Who to call when your power goes out?
- Puget Sound Energy: View and report outages - Call: 1-888-225-5773
- Seattle City Light: View and report outages - Call: 206-684-3000
- Tacoma Public Utilities: View and report outages - Call: 253-502-8602
- Clallam County PUD: View outage map - Call: 360-452-9771 or 800-542-7859
- Jefferson PUD: View and report outages - Call: 360-385-5800
- Kitsap PUD: Call: 360-779-7656
- Mason County PUD #1: Call: 360-877-5249
- Mason PUD #3: Outage map - Report an outage - Call: 360-426-8255
- Pacific Power: Report an outage - Call: 877-508-5088
- Peninsula Light Co.: Report an outage and view outage map - Call: 877-853-1388
- Snohomish County PUD: Outage map - Call: 425-783-1001
How to prepare for a storm
According to Ready.gov, if there's a chance you could experience a power outage for an extended period of time, you should take an inventory of all devices that rely on electricity.

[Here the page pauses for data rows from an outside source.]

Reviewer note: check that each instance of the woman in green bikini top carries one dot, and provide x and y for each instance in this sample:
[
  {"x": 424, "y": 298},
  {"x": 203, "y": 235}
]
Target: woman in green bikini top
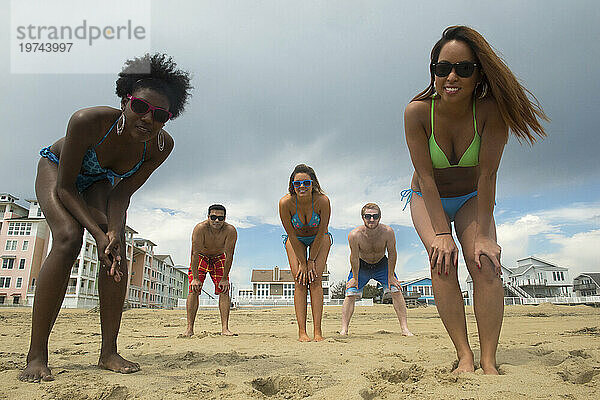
[{"x": 471, "y": 103}]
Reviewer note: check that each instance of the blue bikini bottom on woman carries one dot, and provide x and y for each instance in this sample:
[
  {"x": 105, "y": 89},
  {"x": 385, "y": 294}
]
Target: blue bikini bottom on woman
[
  {"x": 307, "y": 240},
  {"x": 451, "y": 205}
]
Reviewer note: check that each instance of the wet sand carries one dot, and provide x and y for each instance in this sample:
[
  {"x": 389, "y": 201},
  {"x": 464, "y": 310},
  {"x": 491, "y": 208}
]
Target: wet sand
[{"x": 545, "y": 352}]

Plan to stock up on batteries and secure other power sources such as a portable charger or power bank. It's also recommended to have a flashlight for every person living in your home.
Speaking with your medical provider before the likelihood of a power outage is also recommenced.
Many medical devices rely on electricity. And medications, like insulin, need to be refrigerated. So, Ready.gov says to ask your doctor specific questions that pertain to any devices or medications you may need that are critical for life.
Another important topic to consider is food storage. Be sure to stock up on enough nonperishable food and water for every member of your household. And if the power goes out, keep your refrigerator and freezer closed for as long as possible.
Power outage tips from Ready.gov
Your refrigerator will keep food cold for about 4 hours, and a stocked freezer will keep foods frozen for up to 48 hours.
The USDA recommends that you don't store food outside in the cold if your power goes out during the winter. Temperatures can vary, making food unsafe to eat. Wild animals can also carry diseases that can make you sick if you eat contaminated food.
Ready.gov advises people to install carbon monoxide detectors with a battery backup on every floor and don't under any circumstances use a generator indoors or near windows.
Don't use a gas stove or oven to heat your home, and be sure to disconnect all appliances when the power goes out. Power may return without notice, and that surge of electricity can cause damage to appliances or your home.
And if power is out for an extended period of time and you need to head to a warming center or shelter, COVID-19 protocols will likely be in place. Be sure to bring masks, hand sanitizer and cleaning equipment to keep you and your family healthy.